O clima tropical potencializa a ocorrência de pragas, doenças e plantas daninhas, uma vez que as condições climáticas favoráveis ocorrem o ano todo. O clima tropical tem um aspecto positivo, pois nos permite fazer mais de uma safra por ano, mas aumenta a ocorrência dos problemas fitossanitários, exigindo maiores esforços no manejo. Apesar disso, como mencionado acima, muitos países importantes do ponto de vista de produção agrícola e com clima temperado fazem uso de maiores quantidades relativas de defensivos agrícolas quando comparados ao Brasil.
O Brasil é, hoje, é o maior exportador de soja e um dos maiores produtores de grãos do mundo. Essa produtividade seria possível sem os defensivos?
Na escala que produzimos não é possível, mas é possível trabalharmos continuamente pela redução dos riscos e pela legalidade do uso dos defensivos, o que vem sendo feito no Brasil. Se quisermos aprimorar a abordagem, podem ser estabelecidas metas para a redução dos riscos e as unidades de EIQ são um bom indicador, já utilizadas em outros países. Vale reforçar que quando comparamos os dados normalizados, por produção ou área, temos consumo e risco compatíveis com os de vários outros países desenvolvidos e de importância na produção de alimentos e em relação aos nossos concorrentes no mercado da soja.
Proporcionalmente, o Brasil usa menos agroquímicos que países desenvolvidos, como Japão, Alemanha e França. Que leitura podemos fazer desses dados?
Mesmo usando menos defensivos proporcionalmente, temos níveis elevados de produtividade e temos posição de destaque mundial na produção sustentável de alimentos fibras e bioenergia, o que mostra que temos feito a “lição de casa” quanto ao desenvolvimento de sistemas cada
vez mais sustentáveis de produção e manejo de pragas, plantas daninhas e doenças.

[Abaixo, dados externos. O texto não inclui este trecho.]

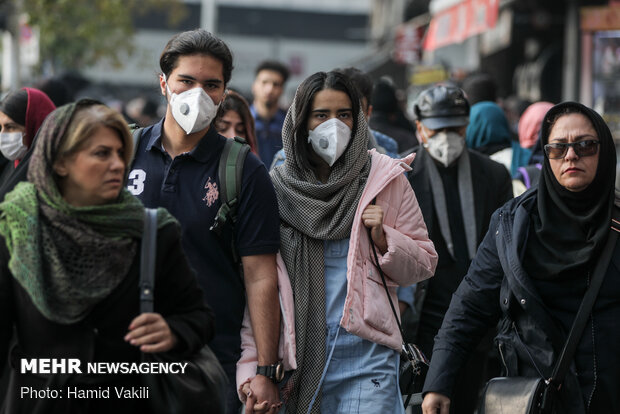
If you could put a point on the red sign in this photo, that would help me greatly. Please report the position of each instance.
(463, 20)
(408, 44)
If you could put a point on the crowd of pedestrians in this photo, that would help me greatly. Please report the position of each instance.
(274, 256)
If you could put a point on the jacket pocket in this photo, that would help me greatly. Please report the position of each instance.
(377, 312)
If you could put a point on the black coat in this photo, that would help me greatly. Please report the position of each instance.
(492, 188)
(99, 337)
(496, 288)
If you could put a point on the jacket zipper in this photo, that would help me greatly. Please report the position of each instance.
(500, 346)
(594, 366)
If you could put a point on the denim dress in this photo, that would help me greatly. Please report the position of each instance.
(359, 376)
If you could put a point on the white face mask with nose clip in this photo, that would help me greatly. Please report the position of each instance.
(194, 110)
(330, 139)
(444, 146)
(12, 145)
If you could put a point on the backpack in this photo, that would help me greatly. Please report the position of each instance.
(230, 172)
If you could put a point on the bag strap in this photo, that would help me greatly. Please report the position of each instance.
(230, 172)
(147, 260)
(407, 350)
(585, 309)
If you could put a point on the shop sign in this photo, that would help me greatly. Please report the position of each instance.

O consumo de agrotóxicos por tonelada produzida no Brasil está bem abaixo do que em países desenvolvidos. O que isso indica?
Novamente, esse dado nos indica a eficiência da nossa agricultura, nossa produtividade vem aumentando todos os anos e o uso de defensivos sequer aumentou na mesma proporção. Isso é mais um indicativo que o uso de defensivos no Brasil é bastante racional, quando comparamos a outros países relevantes quanto a produção agrícola mundial.
Considerando que há essa visão predominante que o uso de agrotóxicos é exagerado no Brasil, qual a saída para este debate?
Isso é atribuído à falta de informações e mesmo à falta de estatísticas confiáveis. Muitas vezes as informações amplamente disseminadas não são construídas a partir do conhecimento técnico e científico disponível. Grande parte das avaliações e julgamentos são de cunho ideológico e genéricos. Quem quiser opinar sobre o assunto deve fazê-lo de modo objetivo e à luz da ciência e do conhecimento. Devemos continuar trabalhando para disponibilizar informações corretas e confiáveis, construídas a partir do conhecimento técnico e científico, sobre o uso de defensivos agrícolas e coloca-las a disposição da nossa sociedade.